The fuse client has 2 performance aspects:
1. latency overhead (this can only be fixed using libgfapi, see below for more on that)
2. throughput - using the fuse mount we've been able to max out 10G ethernet. Per VM you don't need such throughput, but for many VMs, the way to get better throughput is to simply have multiple mounts.
This can be either:
1. create multiple storage domains (on same gluster) and you'll get better overall throughput
2. add code to vdsm to support multiple mounts per gluster volume and round robin the VMs between them (it is run time round robin, simply which path we're passing to libvirt).

> 
> 
> >
> > >
> > > Gluster 'native' SD's are broken on EL6.5 so I have been unable to test
> > > performance. I have heard performance can be upwards of 3x NFS for raw
> > > write.
> >
> > Broken how?
> >
> 
> Ongoing issues, libgfapi support wasn't available, and then was disabled
> because snapshot support wasn't built into the kvm packages which was a
> dependency. There are a few threads in reference to this, and some effort
> to get CentOS builds to enable snapshot support in kvm.
> 
> I have installed rebuilt qemu packages with the RHEV snapshot flag enabled,
> and was just able to create a native gluster SD, maybe I missed something
> during a previous attempt. I'll test performance and see if its close to
> what I'm looking for.

Just wanted to make sure that we're talking about the same thing.  Creating a gluster storage domain will still be using fuse in current version of ovirt, but the moment libgfapi works well with snapshots (libvirt has patches which we're testing) then we'll update vdsm to use libgfapi behind the scenes (so using gluster storage domain will automatically lead to usage of libgfapi once it is stable.

> 
> 
> >
> > >
> > > Gluster doesn't have an async write option, so its doubtful it will ever
> > be
> > > close to NFS async speeds.t
> > >
> > >
> > > >
> > > > > Volume set nfs.trusted-sync on
> > > > > On Ovirt, taking snapshots often enough to recover from a storage
> > crash
> > > >
> > > > Note that this would have negative write performance impact
> > > >
> > >
> > > The difference between NFS sync (<50MB/s) and async (>300MB/s on 10g)
> > write
> > > speeds should more than compensate for the performance hit of taking
> > > snapshots more often.

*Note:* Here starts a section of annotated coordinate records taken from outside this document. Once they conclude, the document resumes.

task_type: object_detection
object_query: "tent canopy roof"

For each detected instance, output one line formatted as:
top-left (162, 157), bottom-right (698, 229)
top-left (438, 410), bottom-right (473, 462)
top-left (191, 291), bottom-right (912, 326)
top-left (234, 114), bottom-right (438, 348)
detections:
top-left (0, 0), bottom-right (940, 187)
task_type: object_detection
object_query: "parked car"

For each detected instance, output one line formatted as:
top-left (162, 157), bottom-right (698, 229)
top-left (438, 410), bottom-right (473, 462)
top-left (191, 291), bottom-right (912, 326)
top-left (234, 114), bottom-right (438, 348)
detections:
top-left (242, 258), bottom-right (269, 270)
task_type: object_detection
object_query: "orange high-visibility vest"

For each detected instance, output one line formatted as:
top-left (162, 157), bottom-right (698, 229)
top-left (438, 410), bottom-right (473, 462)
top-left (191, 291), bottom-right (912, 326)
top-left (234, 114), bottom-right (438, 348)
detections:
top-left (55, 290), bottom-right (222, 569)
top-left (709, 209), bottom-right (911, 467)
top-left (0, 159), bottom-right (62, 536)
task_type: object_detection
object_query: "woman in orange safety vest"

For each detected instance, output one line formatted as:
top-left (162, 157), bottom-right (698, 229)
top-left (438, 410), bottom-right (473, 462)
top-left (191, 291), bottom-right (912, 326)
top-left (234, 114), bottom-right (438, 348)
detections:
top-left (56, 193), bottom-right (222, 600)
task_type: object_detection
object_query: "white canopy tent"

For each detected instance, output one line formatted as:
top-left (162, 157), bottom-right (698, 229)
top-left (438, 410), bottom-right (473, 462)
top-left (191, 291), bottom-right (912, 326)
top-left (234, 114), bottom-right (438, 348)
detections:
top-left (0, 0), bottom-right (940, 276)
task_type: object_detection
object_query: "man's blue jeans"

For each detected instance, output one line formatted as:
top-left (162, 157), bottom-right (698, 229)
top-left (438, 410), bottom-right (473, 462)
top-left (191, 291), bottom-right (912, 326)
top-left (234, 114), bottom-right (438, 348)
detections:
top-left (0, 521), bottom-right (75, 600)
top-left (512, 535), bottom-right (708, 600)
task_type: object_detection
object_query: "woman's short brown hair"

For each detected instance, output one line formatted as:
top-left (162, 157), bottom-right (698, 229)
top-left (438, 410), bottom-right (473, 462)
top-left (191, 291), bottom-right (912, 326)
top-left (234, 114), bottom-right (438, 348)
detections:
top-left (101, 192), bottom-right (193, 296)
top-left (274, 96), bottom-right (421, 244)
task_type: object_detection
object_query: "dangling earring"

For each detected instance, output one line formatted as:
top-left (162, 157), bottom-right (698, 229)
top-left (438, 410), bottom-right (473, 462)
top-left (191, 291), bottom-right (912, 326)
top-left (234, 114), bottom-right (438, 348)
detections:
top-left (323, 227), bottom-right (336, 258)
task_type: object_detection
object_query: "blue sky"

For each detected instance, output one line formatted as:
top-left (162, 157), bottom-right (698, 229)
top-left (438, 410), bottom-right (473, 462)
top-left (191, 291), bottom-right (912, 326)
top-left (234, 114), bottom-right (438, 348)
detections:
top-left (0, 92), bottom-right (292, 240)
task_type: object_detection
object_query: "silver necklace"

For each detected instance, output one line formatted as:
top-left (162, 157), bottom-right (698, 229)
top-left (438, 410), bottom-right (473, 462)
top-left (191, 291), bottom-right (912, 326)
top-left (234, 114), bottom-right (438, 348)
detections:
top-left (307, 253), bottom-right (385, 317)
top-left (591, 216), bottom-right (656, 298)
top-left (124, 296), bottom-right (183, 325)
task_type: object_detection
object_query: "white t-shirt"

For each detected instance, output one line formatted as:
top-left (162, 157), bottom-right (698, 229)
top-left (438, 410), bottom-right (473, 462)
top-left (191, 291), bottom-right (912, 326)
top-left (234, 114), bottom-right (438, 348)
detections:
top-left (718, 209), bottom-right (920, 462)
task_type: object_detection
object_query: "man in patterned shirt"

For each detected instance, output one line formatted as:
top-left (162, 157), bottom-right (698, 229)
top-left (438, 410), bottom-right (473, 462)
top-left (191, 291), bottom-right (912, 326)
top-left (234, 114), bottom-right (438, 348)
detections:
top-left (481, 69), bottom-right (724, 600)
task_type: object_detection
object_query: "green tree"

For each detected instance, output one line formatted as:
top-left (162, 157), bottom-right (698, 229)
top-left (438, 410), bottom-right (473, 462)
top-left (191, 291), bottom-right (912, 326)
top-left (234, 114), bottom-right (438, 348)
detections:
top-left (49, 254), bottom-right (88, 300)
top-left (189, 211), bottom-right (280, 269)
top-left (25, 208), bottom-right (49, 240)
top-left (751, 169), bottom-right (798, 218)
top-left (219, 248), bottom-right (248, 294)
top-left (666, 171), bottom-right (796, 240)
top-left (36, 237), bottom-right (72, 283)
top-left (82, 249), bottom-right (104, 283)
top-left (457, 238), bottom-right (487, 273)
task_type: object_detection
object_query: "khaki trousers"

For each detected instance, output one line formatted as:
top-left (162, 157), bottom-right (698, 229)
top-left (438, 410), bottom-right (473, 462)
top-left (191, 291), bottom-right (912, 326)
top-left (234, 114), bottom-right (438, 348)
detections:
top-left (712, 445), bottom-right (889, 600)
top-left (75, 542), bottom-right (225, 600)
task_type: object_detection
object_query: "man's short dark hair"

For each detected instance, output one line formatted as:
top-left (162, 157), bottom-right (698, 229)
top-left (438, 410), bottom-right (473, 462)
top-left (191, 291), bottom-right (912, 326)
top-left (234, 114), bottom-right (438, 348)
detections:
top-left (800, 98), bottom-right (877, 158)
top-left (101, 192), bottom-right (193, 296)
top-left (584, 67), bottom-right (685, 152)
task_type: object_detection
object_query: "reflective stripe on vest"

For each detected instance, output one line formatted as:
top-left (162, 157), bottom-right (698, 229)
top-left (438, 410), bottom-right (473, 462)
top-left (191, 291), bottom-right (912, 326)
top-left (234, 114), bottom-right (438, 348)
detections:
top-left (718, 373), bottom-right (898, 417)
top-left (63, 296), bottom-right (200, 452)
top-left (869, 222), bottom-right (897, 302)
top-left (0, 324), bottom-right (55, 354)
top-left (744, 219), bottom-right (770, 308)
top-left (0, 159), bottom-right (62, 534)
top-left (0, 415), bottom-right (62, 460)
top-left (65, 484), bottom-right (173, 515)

And that's just raw speed. If we take into
> > > consideration IOPS (guest small writes) async is leaps and bounds ahead.
> >
> > I would test this, since qemu is already doing async I/O (using threads
> > when native AIO is not supported) and oVirt runs it with cache=none (direct
> > I/O) so sync ops should not happen that often (depends on guest).  You may
> > be still enjoying performance boost, but I've seen UPS systems fail before
> > bringing down multiple nodes at once.
> > In addition, if you do not guarantee your data is safe when you create a
> > snapshot (and it doesn't seem like you are) then I see no reason to think
> > your snapshots are any better off than latest state on disk.
> >
> 
> My logic here was if a snapshot is run, then the disk and system state
> should be consistent at time of snapshot once its been written to storage.

correct, but you have no guarantee that it is actually written to storage.  That is what's giving you the better performance.

> If the host failed during snapshot then the snapshot would be incomplete,
> and the last complete snapshot would need to be used for recovery.
> 
> 
> >
> > >
> > >
> > > If we assume the site has backup UPS and generator power and we can
> > build a
> > > highly available storage system with 3 nodes in quorum, are there any
> > > potential issues other than a write performance hit?
> > >
> > > The issue I thought might be most prevalent is if an ovirt host goes down
> > > and the VM's are automatically brought back up on another host, they
> > could
> > > incur disk corruption and need to be brought back down and restored to
> > the
> > > last snapshot state. This basically means the HA feature should be
> > disabled.
> >
> > I'm not sure I understand what your concern is here, what would cause the
> > data corruption? if your node crashed then there is no I/O in flight.  So
> > starting up the VM should be perfectly safe.
> >
> 
> Good point, that makes sense.
> 
> 
> >
> > >
> > > Even worse, if the gluster node with CTDB NFS IP goes down, it may not
> > have
> > > written out and replicated to its peers.  <-- I think I may have just
> > > answered my own question.
> >
> > If 'trusted-sync' means that the CTDB NFS node acks the I/O before it
> > reached quorum then I'd say that's a gluster bug.
> 
> 
> http://gluster.org/community/documentation/index.php/Gluster_3.2:_Setting_Volume_Options#nfs.trusted-syncSpecifically
> mentions data won't be guaranteed to be on disk, but doesn't
> mention if data would be replicated in memory between gluster nodes.
> Technically async breaks the NFS protocol standard anyways but this seems
> like a question for the gluster guys, I'll reach out on freenode.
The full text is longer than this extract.